非居住者であってもスペインの不動産購入にあたっては納税者番号NIF(Número de Identificación Fiscal )が必要であるため、購入者が外国籍である場合には、納税者番号も兼ねる外国人識別番号NIE(número de identificación de extranjero) 、外国法人の場合にはNIFを予め取得している必要があります。

これは必要不可欠な条件であり、これらの番号がなければ銀行口座開設もできません。

取得方法

経済投資だけが目的であれば、在外スペイン大使館の領事部に出向いて申請することも可能ですが、スペインに滞在して勉強したり働くことが目的であれば、現地の警察署を窓口としなくてはなりません。申請時には、本人のパスポートとその写しの提出が必要です。
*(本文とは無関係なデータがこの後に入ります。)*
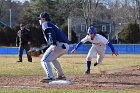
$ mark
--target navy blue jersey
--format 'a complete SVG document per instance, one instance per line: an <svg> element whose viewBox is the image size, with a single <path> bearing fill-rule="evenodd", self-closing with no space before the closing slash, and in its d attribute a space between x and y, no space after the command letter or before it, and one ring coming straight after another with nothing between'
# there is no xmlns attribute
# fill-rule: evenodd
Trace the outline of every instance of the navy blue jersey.
<svg viewBox="0 0 140 93"><path fill-rule="evenodd" d="M56 45L56 42L61 43L69 43L68 38L64 34L63 31L61 31L57 26L55 26L51 22L44 22L42 24L43 34L44 38L47 41L48 45Z"/></svg>

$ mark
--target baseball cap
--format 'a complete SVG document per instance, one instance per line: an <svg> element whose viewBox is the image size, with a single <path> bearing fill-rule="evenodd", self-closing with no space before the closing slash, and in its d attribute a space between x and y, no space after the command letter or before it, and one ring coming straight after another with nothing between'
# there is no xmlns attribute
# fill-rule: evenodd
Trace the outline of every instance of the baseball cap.
<svg viewBox="0 0 140 93"><path fill-rule="evenodd" d="M90 26L88 28L87 34L96 34L96 28L94 26Z"/></svg>

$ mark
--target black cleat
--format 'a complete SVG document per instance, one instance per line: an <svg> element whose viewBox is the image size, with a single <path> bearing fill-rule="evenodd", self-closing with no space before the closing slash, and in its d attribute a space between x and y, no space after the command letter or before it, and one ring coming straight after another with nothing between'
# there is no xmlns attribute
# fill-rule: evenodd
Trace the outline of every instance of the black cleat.
<svg viewBox="0 0 140 93"><path fill-rule="evenodd" d="M53 79L53 78L42 79L40 82L42 82L42 83L49 83L49 82L51 82L51 81L53 81L53 80L55 80L55 79Z"/></svg>
<svg viewBox="0 0 140 93"><path fill-rule="evenodd" d="M97 63L97 62L95 62L95 63L94 63L94 66L97 66L97 65L98 65L98 63Z"/></svg>
<svg viewBox="0 0 140 93"><path fill-rule="evenodd" d="M85 74L90 74L90 70L87 70L87 71L85 72Z"/></svg>

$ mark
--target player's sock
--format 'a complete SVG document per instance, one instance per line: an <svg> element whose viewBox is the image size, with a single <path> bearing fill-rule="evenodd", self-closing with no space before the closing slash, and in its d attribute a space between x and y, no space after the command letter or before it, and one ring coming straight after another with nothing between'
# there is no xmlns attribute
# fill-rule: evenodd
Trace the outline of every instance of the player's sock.
<svg viewBox="0 0 140 93"><path fill-rule="evenodd" d="M90 70L91 61L87 61L87 70Z"/></svg>

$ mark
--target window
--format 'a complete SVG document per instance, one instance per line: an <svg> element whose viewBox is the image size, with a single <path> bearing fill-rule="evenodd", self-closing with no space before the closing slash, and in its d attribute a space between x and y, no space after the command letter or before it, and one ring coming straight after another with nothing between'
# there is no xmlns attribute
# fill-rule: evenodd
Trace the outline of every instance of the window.
<svg viewBox="0 0 140 93"><path fill-rule="evenodd" d="M102 25L102 32L106 32L106 25Z"/></svg>

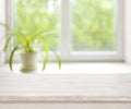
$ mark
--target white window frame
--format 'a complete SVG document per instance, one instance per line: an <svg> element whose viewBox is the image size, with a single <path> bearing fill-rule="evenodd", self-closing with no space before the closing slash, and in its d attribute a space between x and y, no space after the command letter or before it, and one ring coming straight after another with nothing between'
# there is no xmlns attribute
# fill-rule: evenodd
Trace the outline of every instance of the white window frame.
<svg viewBox="0 0 131 109"><path fill-rule="evenodd" d="M7 16L8 24L13 25L13 0L8 0L8 12ZM61 0L61 59L62 61L123 61L123 51L124 51L124 0L116 0L117 5L117 50L114 52L85 52L85 53L73 53L71 51L71 0Z"/></svg>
ご自身で直接申請できない場合には、公証人に委任状を作成してもらい、代理人にNIE申請の手続きを代行してもらう必要があります。

 

  2. 設立公正証書の法定訳

個人としてではなく、外国籍の法人が購入する場合には、在日スペイン大使館で会社の設立公正証書の法定訳を用意する必要があります。銀行口座の開設にもこの書類が必要となるので、会社の捺印とサイン権保持者の署名をしたものを3部ほど準備しておきます。

 

  3. 信頼できる代理人(弁護士)を確保すること

何度も現地スペインに足を運ぶことが困難でしたら、銀行口座の開設、電気・水などの契約手続き、税務上の書類の作成・所管轄への提出、更には物件の購入代金の支払いに至るまでの一連の手続きを、信頼できる人(弁護士など)に委任されることをお勧めします。
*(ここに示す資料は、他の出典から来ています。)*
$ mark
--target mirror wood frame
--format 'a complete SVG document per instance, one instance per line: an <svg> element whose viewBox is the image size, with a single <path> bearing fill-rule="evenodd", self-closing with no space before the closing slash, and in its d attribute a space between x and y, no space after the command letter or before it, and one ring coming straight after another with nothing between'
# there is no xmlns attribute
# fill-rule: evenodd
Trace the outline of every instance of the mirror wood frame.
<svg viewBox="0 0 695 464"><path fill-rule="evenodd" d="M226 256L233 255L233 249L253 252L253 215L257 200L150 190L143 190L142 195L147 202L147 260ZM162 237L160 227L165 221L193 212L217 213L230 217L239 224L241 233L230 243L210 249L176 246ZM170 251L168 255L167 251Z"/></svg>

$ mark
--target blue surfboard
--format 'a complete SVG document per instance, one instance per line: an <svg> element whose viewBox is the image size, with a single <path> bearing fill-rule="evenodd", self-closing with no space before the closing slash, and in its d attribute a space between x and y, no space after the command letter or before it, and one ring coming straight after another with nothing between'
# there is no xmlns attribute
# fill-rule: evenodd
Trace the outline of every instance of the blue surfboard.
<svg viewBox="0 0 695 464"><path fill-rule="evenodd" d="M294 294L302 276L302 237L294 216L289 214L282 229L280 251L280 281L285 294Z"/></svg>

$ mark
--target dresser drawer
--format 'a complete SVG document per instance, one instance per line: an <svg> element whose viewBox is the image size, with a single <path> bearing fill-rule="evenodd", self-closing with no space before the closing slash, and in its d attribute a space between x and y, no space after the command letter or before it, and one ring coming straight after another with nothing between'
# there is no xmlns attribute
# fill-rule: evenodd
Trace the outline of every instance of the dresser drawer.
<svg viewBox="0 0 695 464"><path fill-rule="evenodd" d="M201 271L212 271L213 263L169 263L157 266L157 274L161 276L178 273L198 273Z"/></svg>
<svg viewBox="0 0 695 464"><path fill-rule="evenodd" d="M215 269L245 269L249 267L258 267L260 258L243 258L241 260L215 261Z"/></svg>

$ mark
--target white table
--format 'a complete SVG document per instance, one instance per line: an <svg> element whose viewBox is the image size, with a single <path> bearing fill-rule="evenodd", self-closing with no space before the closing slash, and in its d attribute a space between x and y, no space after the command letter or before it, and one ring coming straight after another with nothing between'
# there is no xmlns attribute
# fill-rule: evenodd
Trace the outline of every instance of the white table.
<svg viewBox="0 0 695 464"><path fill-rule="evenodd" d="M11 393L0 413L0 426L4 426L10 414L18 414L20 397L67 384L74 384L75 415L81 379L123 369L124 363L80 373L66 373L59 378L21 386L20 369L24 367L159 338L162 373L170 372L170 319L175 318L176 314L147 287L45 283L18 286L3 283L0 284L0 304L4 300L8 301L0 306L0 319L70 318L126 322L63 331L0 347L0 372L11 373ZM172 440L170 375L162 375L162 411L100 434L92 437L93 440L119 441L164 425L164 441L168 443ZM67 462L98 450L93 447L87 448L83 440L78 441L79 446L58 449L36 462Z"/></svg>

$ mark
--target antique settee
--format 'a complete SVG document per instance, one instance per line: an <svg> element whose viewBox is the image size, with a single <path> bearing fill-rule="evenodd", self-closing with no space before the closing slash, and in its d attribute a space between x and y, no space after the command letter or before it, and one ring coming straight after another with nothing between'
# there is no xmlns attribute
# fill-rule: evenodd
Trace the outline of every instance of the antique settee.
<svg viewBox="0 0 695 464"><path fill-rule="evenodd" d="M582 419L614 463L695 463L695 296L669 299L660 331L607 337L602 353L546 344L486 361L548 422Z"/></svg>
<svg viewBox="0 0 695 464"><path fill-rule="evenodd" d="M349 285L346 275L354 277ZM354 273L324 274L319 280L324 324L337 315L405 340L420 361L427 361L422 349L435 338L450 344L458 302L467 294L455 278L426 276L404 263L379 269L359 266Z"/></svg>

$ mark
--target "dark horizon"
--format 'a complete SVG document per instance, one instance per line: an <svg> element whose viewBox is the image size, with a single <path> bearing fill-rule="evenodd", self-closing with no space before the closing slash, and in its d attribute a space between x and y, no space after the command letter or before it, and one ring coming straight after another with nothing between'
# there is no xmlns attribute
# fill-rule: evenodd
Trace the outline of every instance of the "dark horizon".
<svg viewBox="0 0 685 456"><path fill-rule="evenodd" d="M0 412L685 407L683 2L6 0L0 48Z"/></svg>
代理人にお任せになる場合には、現地の公証人または在外スペイン大使館に依頼し、諸手続きを代行できるように権限移譲の委任状を作成します。

 

  4. 銀行口座の開設

不動産購入が目的であれば、外国人でも銀行口座を持つことができます。

銀行口座の開設は義務ではありませんが、資金の流れを明確にするために売買代金は銀行送金しなければなりませんので、非居住者であっても銀行口座を開設されることをお勧めします。こうしておけば、一旦自分自身の口座に資金を準備しておくことも可能です。また、ここから売買契約に絡む費用の精算したり、将来的には固定資産税や電気・ガス・水道などの公共料金を引き落とせるというメリットもあります。

開設にあたっては、スペインの納税者番号NIF/NIEが必要となります。

外国籍法人の場合には、会社の設立公正証書の法定訳をつけて、オリジナルと共にコピーを提出する必要があります。

 

  5. 物件調査と売買契約

売主との間で売買価格に合意がみられた暁には、物件に欠陥や問題がないか調査する必要があります。特に売主が物件に抱えている負債は購入者にかかってきてしまうため、事前に清算してあること(すること)を確認しなければなりません。
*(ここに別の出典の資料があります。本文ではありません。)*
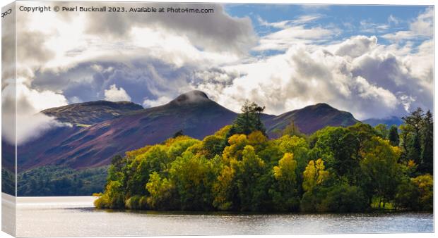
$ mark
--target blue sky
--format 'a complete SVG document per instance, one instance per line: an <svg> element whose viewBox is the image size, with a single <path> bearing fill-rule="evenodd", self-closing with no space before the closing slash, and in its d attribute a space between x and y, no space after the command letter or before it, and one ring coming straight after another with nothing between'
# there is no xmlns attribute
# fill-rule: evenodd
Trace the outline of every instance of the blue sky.
<svg viewBox="0 0 438 238"><path fill-rule="evenodd" d="M260 36L278 29L263 25L260 19L268 23L297 20L304 16L314 16L306 23L307 27L317 26L336 27L339 34L331 41L340 41L354 35L382 36L401 30L408 30L409 23L430 6L375 6L375 5L263 5L229 4L225 11L235 17L249 17ZM380 28L379 28L380 27ZM415 44L421 40L411 40ZM379 43L390 42L379 38Z"/></svg>

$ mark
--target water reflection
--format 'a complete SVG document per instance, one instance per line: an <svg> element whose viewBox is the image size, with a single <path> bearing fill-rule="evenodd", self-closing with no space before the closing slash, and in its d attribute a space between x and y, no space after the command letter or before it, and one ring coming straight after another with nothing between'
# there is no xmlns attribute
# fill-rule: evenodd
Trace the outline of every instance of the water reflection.
<svg viewBox="0 0 438 238"><path fill-rule="evenodd" d="M18 236L432 232L433 215L260 214L96 210L88 196L18 198Z"/></svg>

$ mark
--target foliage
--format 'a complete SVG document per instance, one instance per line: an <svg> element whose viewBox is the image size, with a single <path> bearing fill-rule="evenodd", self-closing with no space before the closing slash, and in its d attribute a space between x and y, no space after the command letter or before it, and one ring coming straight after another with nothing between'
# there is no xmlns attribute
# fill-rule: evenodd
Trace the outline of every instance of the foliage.
<svg viewBox="0 0 438 238"><path fill-rule="evenodd" d="M256 103L247 101L242 106L242 113L239 114L232 125L232 134L244 134L259 130L266 134L266 130L261 122L261 113L265 110L264 106L260 106Z"/></svg>
<svg viewBox="0 0 438 238"><path fill-rule="evenodd" d="M91 195L102 192L107 170L107 166L80 170L53 165L30 169L18 174L18 194L32 196Z"/></svg>
<svg viewBox="0 0 438 238"><path fill-rule="evenodd" d="M263 109L247 104L233 125L202 141L182 135L114 157L96 207L363 212L377 201L378 208L432 209L433 177L424 173L432 115L418 125L406 119L413 124L402 125L400 137L396 127L357 123L268 139L258 124ZM418 161L408 159L415 126Z"/></svg>

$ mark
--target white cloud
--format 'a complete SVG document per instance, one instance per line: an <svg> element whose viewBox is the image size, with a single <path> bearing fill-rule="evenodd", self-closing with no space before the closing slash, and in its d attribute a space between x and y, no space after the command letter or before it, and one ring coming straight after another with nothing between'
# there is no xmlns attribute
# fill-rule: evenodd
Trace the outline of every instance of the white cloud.
<svg viewBox="0 0 438 238"><path fill-rule="evenodd" d="M321 18L321 15L300 15L298 18L293 20L282 20L279 22L275 23L268 23L266 20L261 18L260 16L257 17L257 20L261 25L264 25L267 27L279 28L279 29L285 29L290 26L297 25L305 25L306 23L314 21Z"/></svg>
<svg viewBox="0 0 438 238"><path fill-rule="evenodd" d="M143 101L143 106L145 108L161 106L161 105L164 105L170 102L170 101L172 101L172 99L165 96L160 96L155 100L150 100L150 99L146 99Z"/></svg>
<svg viewBox="0 0 438 238"><path fill-rule="evenodd" d="M359 57L373 49L377 44L377 37L355 36L336 46L333 49L335 54L341 56Z"/></svg>
<svg viewBox="0 0 438 238"><path fill-rule="evenodd" d="M398 25L400 23L400 21L401 21L400 19L392 15L392 14L389 15L389 16L388 17L388 23L393 23L395 25Z"/></svg>
<svg viewBox="0 0 438 238"><path fill-rule="evenodd" d="M116 84L110 86L109 89L105 91L105 99L110 101L131 101L131 96L128 95L122 87L117 88Z"/></svg>
<svg viewBox="0 0 438 238"><path fill-rule="evenodd" d="M432 109L432 42L418 49L377 42L356 36L335 44L296 44L285 54L223 67L237 75L230 84L196 88L235 111L247 99L276 115L325 102L360 120Z"/></svg>
<svg viewBox="0 0 438 238"><path fill-rule="evenodd" d="M259 40L254 51L284 51L297 44L314 44L322 42L336 35L336 29L325 29L320 27L306 28L302 25L291 26L268 34Z"/></svg>
<svg viewBox="0 0 438 238"><path fill-rule="evenodd" d="M23 144L50 129L67 125L39 113L42 109L66 105L67 101L61 94L30 89L23 80L18 80L16 84L10 84L3 89L1 97L2 137L11 144Z"/></svg>
<svg viewBox="0 0 438 238"><path fill-rule="evenodd" d="M393 42L433 37L434 9L430 7L409 23L409 30L384 35L382 37Z"/></svg>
この時点で確認・取得しておくべき主な書類は以下の通りです。

 

     A.  不動産登記情報証書(Nota Simple)

不動産購入にあたっては、売主が物件の所有者であることを証明する書類が必要となります。事前に不動産登記所(Registro de Propiedad)で登記情報証書Nota Simpleを取り寄せ、正式な所有権者を確認すると共に、その物件が抵当や担保に入っていないかを調べておきます。

 

     B. エネルギー効率証明書(Certificado energético)

住居のエネルギー効率を技術者が証明したもので、住宅の売買のみならず賃貸借契約を行う場合に売主・貸主に提出が義務づけられている書類です。事前に確認します。

 

     C. 固定資産税(Impuesto sobre Bienes Inmuebles IBI)

物件所有者は年に一度、土地台帳評価額に応じて市町村税である固定資産税を支払う義務があります。法的には毎年1月1日の段階の所有者に課税されることになっているものの、売却時期によっては売主が買主にその年の所有期間に応じた負担を要求することも可能です。購入後に過去の固定資産税の未払い請求をされるリスクを回避するために、直近の納税証明書の提示を売主に要求されることをお勧めします。

 

     D. 管理費

共同体の管理組合に属する住宅物件(建物内のアパートなど)を購入する際には、組合から管理費の滞納や債務がないことを証明してもらいます。また、各共同体により決まり事などが変わるため、事前に確認されることをお勧めします。

物件調査や上記の書類は、不動産売買の専門家や弁護士に確認されることがお勧めです。問題がなければ、公証人の前での本契約に先立って、私的な売買契約書を交わします。殆どの売買の場合では、この段階で予約金や手付金を支払うこととなりますので、やはり専門家に相談して内容を確認してもらう必要があります。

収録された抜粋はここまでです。